Terus terang sebelum menerima berita belasungkawa tentang suami Mbak Fe, sedari pagi saya gabut. Gegoleran doang di kasur. Kadang nangis kadang bengong...karena lebaran ini tidak mudik. Iya, sereceh itu kesedihan saya sepanjang pagi tadi.
Saya seolah ditampar keras dengan berita meninggalnya suami Mbak Fe. Seolah ada yang berteriak keras di telinga saya sambil menoyor kepala saya.
"Hei bangun kamu yang merasa paling malang sedunia!"
"Banyak orang lebih menderita. Jangan lebay hanya karena gagal mudik."
"Masih ada suamimu di sisimu. Perhatikan tuh suamimu. Walaupun kadang menjengkelkan tapi dialah yang pertama akan mengulurkan tangan jika kau menjerit minta pertolongan."
"Bersyukurlah masih diberi waktu untuk dapat bercengkrama dengan suami dan anak-anakmu. Hargai setiap waktumu."
"Tunjukkan kasih sayangmu, agar tidak menyesal kelak.

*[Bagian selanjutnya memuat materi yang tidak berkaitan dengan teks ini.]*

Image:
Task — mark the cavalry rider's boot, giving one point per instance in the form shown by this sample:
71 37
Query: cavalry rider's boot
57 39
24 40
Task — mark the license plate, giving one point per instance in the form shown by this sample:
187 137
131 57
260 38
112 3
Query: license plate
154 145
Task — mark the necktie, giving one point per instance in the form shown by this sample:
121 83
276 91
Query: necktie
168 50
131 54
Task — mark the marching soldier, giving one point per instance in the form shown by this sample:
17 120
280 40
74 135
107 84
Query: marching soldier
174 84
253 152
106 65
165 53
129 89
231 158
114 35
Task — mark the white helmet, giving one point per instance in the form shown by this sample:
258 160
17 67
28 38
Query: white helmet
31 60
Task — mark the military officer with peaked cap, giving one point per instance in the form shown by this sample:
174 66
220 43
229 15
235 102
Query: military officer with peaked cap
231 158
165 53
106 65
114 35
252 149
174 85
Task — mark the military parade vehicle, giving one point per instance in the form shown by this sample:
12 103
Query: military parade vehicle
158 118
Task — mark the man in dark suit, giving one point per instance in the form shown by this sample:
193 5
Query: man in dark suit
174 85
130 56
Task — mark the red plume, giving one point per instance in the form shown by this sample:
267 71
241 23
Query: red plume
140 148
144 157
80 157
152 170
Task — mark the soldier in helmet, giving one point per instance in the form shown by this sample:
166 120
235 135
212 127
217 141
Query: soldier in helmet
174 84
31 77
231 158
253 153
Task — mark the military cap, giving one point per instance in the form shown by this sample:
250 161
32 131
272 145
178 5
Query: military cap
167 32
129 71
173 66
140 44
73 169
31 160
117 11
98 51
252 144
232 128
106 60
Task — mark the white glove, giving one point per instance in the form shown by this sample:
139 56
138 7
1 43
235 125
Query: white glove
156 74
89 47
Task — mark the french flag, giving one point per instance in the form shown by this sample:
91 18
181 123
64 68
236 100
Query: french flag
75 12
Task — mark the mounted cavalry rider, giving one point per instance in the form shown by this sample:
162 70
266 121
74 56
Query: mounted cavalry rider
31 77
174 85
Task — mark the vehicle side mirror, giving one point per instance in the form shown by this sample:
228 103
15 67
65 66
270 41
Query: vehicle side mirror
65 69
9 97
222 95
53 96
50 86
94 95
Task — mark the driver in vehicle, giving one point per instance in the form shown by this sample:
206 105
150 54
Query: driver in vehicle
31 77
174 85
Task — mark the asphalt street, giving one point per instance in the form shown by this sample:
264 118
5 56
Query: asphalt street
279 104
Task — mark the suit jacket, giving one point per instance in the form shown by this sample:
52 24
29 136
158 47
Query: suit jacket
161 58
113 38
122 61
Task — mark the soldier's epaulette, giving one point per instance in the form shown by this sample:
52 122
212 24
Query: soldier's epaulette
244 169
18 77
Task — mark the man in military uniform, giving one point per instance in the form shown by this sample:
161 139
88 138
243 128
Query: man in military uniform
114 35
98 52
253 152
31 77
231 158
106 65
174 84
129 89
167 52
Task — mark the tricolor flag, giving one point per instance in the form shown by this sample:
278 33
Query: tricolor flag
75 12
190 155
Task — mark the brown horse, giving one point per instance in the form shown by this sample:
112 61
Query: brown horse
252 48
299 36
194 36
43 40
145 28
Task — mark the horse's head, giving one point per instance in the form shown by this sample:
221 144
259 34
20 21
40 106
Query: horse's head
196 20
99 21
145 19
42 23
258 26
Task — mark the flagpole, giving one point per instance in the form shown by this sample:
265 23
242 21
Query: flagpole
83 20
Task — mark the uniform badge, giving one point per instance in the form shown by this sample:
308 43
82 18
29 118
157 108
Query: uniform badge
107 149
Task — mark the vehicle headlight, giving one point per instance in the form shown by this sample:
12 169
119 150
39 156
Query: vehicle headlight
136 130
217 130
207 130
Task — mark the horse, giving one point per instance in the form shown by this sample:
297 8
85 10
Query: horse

Karena maut datang tanpa mengetuk pintu."
Airmata luruh membasahi pipi saya. Malu karena telah lalai menghitung anugerah dari Allah SWT. Karunia-Nya begitu besar, pantaskah saya harus protes dengan keadaan yang sebenarnya baik-baik saja?
Seiring dengan gema takbir berkumandang, dari lubuk hati terdalam, saya kirimkan doa untuk jiwa muda yang baru meninggalkan dunia. Saya doakan juga agar istri dan anak yang ditinggalkan selalu diberikan kekuatan dan ketabahan dalam melanjutkan kehidupan.